Pourquoi un tel engouement ? Est-ce la fin des introductions en bourse classiques ?

Deux raisons au moins :

  • Réglementaire : Il est en effet assez lourd administrativement de suivre une procédure de mise en bourse (IPO). On est tenu à de nombreuses obligations de transparence, notamment sur le plan d’affaires ou l’origine de la rentabilité. Par exemple, toute déclaration concernant les perspectives de profit sont étroitement surveillées, voire interdites, par les autorités boursières pour ne pas induire en erreur les futurs investisseurs. Du coup, il est difficile pour une société mal connue de se faire connaître par cette procédure boursière ; sont favorisées les sociétés jouissant d’une certaine notoriété. Il est à la fois plus rapide et plus facile de procéder par SPAC-IPO, qui fonctionne comme pour une acquisition par un fonds de capital privé.
  • Économique : Un IPO classique est coûteux. La Lettre de Vernimmen n°186 de février 2021 donne quelques chiffres : la commission d’IPO levée par les banques d’investissement aux États-Unis est aisément de 10%, sans compter le risque assez probable d’une décote d’introduction très forte en période de marché haussier. Il faut évidemment mettre cela en regard de la dilution à l’avantage du sponsor dont on a vu plus haut qu’elle peut atteindre 15%, ce qui est un chiffre assez proche du précédent. Et la banque d’investissement se rattrape, semble-t-il, dans les commissions de M&A que paie le SPAC lors de son acquisition.

Une troisième raison est qu’à ce jour, le rendement pour les actionnaires des SPAC n’a pas été mauvais (graphique 4), bien qu’en retrait sur les investisseurs en fonds indexés. Celui des investisseurs PIPE est par contre décevant, signe d’acquisition trop onéreuses. Celui des sponsors est stupéfiant : 648 % à ce jour selon une étude de JP Morgan Chase.

 

Graphique 4 : Rendement de l’investissement pour les actionnaires des SPAC

 

Où vont aller les choses ?

Trop loin, comme toujours quand une innovation financière se fait jour. Il y a indiscutablement une bulle et un excès d’argent levé.

À preuve, le prix de l’action SPAC désormais tend à baisser en dessous de 10$ à l’annonce d’une acquisition. Des 13 SPAC qui ont annoncé une acquisition au mois de mai, un seul, indique un article du Financial Times, se traite au-dessus de 10$. Warren Buffett, le célèbre investisseur, est furieux contre les SPAC : trop d’argent à la recherche de trop peu de cibles, ce qui le prive de possibilités d’achat. Il indique qu’il y a toujours eu sur lui une pression de la part des fonds d’investissement privés ; mais que le jeu est malsain : si vous gérez de l’argent pour quelqu’un d’autre, que vous êtes rémunéré pour ça, que vous bénéficiez de tous les gains sans risquer de perte, et que vous avez l’épée dans les reins pour finaliser une acquisition avant le date limite de deux ans sauf à rendre l’argent aux actionnaires et à perdre votre crédit sur le marché, il y a des chances que vous ne fassiez pas le deal du siècle.

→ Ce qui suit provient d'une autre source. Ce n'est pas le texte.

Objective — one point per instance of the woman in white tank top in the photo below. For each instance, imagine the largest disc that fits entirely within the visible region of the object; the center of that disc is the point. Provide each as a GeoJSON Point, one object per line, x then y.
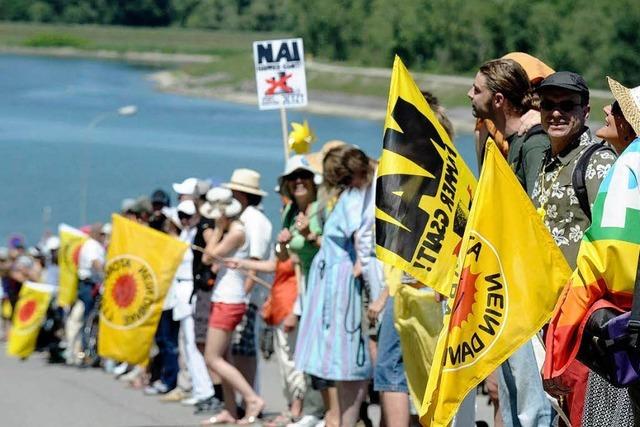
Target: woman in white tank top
{"type": "Point", "coordinates": [228, 303]}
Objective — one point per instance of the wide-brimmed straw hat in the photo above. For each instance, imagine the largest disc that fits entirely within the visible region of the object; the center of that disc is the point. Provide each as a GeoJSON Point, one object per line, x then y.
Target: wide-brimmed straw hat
{"type": "Point", "coordinates": [629, 100]}
{"type": "Point", "coordinates": [220, 202]}
{"type": "Point", "coordinates": [245, 180]}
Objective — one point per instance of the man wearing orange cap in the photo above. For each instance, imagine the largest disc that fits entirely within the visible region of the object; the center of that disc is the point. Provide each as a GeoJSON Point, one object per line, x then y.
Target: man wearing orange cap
{"type": "Point", "coordinates": [501, 94]}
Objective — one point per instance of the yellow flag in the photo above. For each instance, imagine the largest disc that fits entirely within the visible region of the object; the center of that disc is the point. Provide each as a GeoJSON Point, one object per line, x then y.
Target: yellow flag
{"type": "Point", "coordinates": [511, 274]}
{"type": "Point", "coordinates": [141, 263]}
{"type": "Point", "coordinates": [424, 188]}
{"type": "Point", "coordinates": [30, 313]}
{"type": "Point", "coordinates": [71, 240]}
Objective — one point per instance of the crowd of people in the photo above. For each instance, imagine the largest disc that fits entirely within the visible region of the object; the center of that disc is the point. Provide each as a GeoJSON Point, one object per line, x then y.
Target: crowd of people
{"type": "Point", "coordinates": [318, 298]}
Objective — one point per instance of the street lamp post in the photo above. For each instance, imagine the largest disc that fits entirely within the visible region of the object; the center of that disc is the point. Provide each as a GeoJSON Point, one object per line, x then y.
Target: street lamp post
{"type": "Point", "coordinates": [124, 111]}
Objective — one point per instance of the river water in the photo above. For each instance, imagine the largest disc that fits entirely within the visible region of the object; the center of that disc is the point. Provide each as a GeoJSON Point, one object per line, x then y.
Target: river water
{"type": "Point", "coordinates": [45, 141]}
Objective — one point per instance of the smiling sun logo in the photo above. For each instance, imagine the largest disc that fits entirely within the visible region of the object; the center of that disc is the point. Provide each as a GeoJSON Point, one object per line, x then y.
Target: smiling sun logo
{"type": "Point", "coordinates": [130, 289]}
{"type": "Point", "coordinates": [479, 305]}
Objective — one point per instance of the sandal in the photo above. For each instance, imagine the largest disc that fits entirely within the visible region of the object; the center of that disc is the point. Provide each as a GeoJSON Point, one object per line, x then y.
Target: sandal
{"type": "Point", "coordinates": [280, 420]}
{"type": "Point", "coordinates": [252, 412]}
{"type": "Point", "coordinates": [220, 418]}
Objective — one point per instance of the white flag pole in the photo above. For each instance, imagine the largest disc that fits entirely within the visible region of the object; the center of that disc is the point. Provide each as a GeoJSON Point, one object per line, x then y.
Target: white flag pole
{"type": "Point", "coordinates": [285, 129]}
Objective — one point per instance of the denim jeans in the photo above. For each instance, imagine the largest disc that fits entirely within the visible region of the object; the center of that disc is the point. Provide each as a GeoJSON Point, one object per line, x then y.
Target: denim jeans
{"type": "Point", "coordinates": [389, 370]}
{"type": "Point", "coordinates": [167, 341]}
{"type": "Point", "coordinates": [85, 294]}
{"type": "Point", "coordinates": [523, 402]}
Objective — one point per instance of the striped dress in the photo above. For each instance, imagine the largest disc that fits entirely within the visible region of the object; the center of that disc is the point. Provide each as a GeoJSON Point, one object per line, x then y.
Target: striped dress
{"type": "Point", "coordinates": [331, 343]}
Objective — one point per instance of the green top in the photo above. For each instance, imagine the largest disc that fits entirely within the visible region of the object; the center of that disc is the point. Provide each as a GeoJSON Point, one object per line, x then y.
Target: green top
{"type": "Point", "coordinates": [526, 154]}
{"type": "Point", "coordinates": [305, 249]}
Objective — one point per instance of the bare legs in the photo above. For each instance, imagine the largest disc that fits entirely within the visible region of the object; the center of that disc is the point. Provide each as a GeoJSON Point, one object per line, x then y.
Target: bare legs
{"type": "Point", "coordinates": [232, 380]}
{"type": "Point", "coordinates": [395, 408]}
{"type": "Point", "coordinates": [351, 394]}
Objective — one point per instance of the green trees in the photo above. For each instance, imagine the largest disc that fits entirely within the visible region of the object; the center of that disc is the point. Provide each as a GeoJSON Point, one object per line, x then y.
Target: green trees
{"type": "Point", "coordinates": [593, 37]}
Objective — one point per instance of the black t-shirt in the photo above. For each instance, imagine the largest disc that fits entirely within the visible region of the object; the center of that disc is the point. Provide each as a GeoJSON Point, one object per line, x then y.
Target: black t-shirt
{"type": "Point", "coordinates": [203, 278]}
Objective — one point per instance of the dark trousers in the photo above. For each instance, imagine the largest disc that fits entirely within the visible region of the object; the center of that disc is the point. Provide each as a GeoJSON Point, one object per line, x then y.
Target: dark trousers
{"type": "Point", "coordinates": [167, 341]}
{"type": "Point", "coordinates": [85, 294]}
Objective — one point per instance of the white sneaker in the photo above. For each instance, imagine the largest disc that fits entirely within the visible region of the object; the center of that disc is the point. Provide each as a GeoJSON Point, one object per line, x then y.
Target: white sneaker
{"type": "Point", "coordinates": [120, 369]}
{"type": "Point", "coordinates": [189, 401]}
{"type": "Point", "coordinates": [305, 421]}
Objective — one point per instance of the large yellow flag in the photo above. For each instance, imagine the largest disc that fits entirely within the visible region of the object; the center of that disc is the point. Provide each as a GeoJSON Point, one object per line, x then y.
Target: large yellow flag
{"type": "Point", "coordinates": [511, 274]}
{"type": "Point", "coordinates": [141, 263]}
{"type": "Point", "coordinates": [28, 317]}
{"type": "Point", "coordinates": [424, 188]}
{"type": "Point", "coordinates": [71, 240]}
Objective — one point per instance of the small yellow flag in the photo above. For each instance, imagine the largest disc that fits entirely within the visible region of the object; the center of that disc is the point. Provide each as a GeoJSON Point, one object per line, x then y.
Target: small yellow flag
{"type": "Point", "coordinates": [511, 274]}
{"type": "Point", "coordinates": [71, 240]}
{"type": "Point", "coordinates": [30, 313]}
{"type": "Point", "coordinates": [424, 188]}
{"type": "Point", "coordinates": [141, 263]}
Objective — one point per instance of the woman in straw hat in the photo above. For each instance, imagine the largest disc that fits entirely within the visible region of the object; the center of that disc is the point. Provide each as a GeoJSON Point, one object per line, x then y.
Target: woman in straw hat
{"type": "Point", "coordinates": [229, 304]}
{"type": "Point", "coordinates": [332, 344]}
{"type": "Point", "coordinates": [605, 405]}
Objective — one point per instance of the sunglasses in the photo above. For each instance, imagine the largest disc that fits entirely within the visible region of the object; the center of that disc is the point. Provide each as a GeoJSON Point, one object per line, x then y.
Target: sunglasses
{"type": "Point", "coordinates": [615, 109]}
{"type": "Point", "coordinates": [302, 174]}
{"type": "Point", "coordinates": [565, 106]}
{"type": "Point", "coordinates": [182, 215]}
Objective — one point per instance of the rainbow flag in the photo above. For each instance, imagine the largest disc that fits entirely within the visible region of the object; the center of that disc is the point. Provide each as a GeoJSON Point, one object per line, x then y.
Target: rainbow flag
{"type": "Point", "coordinates": [607, 261]}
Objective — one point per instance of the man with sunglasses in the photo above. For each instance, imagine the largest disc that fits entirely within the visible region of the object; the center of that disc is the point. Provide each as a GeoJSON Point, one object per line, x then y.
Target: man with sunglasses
{"type": "Point", "coordinates": [566, 187]}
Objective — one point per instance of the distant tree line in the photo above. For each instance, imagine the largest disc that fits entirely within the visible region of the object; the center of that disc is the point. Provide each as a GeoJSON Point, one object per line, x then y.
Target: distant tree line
{"type": "Point", "coordinates": [594, 37]}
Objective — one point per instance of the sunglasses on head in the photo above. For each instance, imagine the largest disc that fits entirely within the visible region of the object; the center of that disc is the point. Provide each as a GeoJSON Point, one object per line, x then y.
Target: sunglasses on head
{"type": "Point", "coordinates": [565, 106]}
{"type": "Point", "coordinates": [615, 108]}
{"type": "Point", "coordinates": [302, 174]}
{"type": "Point", "coordinates": [182, 215]}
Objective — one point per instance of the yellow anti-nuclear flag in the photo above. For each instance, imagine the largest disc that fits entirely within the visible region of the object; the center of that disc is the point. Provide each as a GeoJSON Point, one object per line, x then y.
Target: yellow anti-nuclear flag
{"type": "Point", "coordinates": [511, 274]}
{"type": "Point", "coordinates": [29, 315]}
{"type": "Point", "coordinates": [141, 263]}
{"type": "Point", "coordinates": [424, 188]}
{"type": "Point", "coordinates": [71, 240]}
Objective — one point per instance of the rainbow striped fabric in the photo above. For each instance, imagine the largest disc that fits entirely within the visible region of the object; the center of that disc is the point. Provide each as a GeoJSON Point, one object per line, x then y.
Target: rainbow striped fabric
{"type": "Point", "coordinates": [607, 261]}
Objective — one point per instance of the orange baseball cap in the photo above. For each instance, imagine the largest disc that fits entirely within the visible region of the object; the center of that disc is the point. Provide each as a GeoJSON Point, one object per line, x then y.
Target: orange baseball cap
{"type": "Point", "coordinates": [536, 70]}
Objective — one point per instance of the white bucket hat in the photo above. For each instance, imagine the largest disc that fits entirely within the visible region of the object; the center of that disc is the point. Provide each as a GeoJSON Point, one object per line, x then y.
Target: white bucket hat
{"type": "Point", "coordinates": [296, 163]}
{"type": "Point", "coordinates": [629, 100]}
{"type": "Point", "coordinates": [187, 187]}
{"type": "Point", "coordinates": [246, 181]}
{"type": "Point", "coordinates": [220, 202]}
{"type": "Point", "coordinates": [172, 215]}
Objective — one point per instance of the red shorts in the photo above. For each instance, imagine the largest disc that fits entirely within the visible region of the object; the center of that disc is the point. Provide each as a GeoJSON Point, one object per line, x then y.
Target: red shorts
{"type": "Point", "coordinates": [226, 316]}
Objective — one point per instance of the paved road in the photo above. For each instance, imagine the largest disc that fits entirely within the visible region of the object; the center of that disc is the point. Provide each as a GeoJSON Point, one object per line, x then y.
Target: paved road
{"type": "Point", "coordinates": [34, 393]}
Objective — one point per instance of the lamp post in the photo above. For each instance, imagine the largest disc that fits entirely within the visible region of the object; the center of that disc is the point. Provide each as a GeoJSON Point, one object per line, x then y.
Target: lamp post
{"type": "Point", "coordinates": [124, 111]}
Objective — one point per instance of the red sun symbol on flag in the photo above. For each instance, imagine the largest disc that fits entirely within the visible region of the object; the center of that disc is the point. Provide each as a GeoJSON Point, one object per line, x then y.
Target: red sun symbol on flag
{"type": "Point", "coordinates": [75, 256]}
{"type": "Point", "coordinates": [124, 290]}
{"type": "Point", "coordinates": [465, 297]}
{"type": "Point", "coordinates": [27, 310]}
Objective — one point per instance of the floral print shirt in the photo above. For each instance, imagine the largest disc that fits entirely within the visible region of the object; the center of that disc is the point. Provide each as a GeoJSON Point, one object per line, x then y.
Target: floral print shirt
{"type": "Point", "coordinates": [554, 191]}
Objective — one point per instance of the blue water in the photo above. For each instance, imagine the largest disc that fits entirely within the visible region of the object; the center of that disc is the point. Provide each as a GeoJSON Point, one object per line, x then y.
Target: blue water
{"type": "Point", "coordinates": [47, 105]}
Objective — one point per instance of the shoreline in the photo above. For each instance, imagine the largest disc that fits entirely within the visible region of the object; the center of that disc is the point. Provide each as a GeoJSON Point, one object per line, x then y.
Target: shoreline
{"type": "Point", "coordinates": [179, 83]}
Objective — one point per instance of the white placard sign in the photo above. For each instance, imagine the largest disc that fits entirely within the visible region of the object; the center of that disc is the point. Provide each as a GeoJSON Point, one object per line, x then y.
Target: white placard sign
{"type": "Point", "coordinates": [280, 74]}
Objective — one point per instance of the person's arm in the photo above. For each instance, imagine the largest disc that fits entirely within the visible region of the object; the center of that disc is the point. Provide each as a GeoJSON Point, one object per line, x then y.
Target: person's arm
{"type": "Point", "coordinates": [533, 152]}
{"type": "Point", "coordinates": [214, 238]}
{"type": "Point", "coordinates": [266, 266]}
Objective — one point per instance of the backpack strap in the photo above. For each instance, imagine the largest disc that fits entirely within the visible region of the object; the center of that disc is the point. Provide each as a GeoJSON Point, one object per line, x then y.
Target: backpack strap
{"type": "Point", "coordinates": [578, 179]}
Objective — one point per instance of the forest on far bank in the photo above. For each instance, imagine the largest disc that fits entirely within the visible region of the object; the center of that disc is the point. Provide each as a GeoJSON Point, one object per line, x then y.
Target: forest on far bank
{"type": "Point", "coordinates": [593, 37]}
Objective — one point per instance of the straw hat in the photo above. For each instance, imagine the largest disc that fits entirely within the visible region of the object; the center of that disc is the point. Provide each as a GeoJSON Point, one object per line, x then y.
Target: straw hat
{"type": "Point", "coordinates": [220, 202]}
{"type": "Point", "coordinates": [629, 100]}
{"type": "Point", "coordinates": [245, 180]}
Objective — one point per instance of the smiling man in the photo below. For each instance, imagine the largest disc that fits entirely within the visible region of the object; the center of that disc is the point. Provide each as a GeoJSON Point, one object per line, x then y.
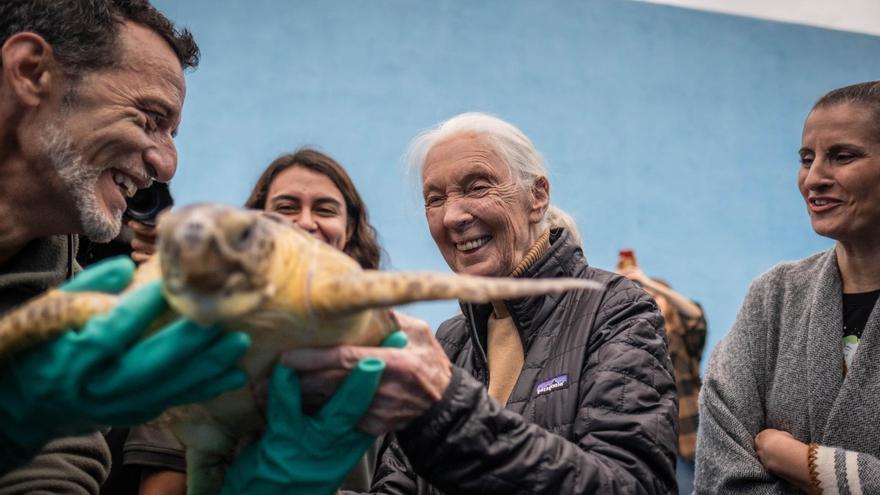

Qu’en sera-t-il une fois la fièvre passée ? Dur à dire. Deux remarques simplement :

  • Le phénomène a eu ceci de positif, d’une certaine manière, de réamorcer la venue d’entreprises vers la bourse, alors qu’il y avait eu une tendance à la déserter depuis plus d’une vingtaine d’années. Il y avait 7.562 entreprises cotées au pic de juillet 1998. On en comptait 3.492 fin 2019 et 3.530 fin 2020, pourtant dans une période propice aux levées de capitaux.
  • La structure de gouvernance et d’incitations semble étrange, notamment le bizarre partage des rôles et des rémunérations entre le sponsor et les investisseurs. La bulle qui est en train de se dégonfler risque fort de remettre cet équilibre en cause.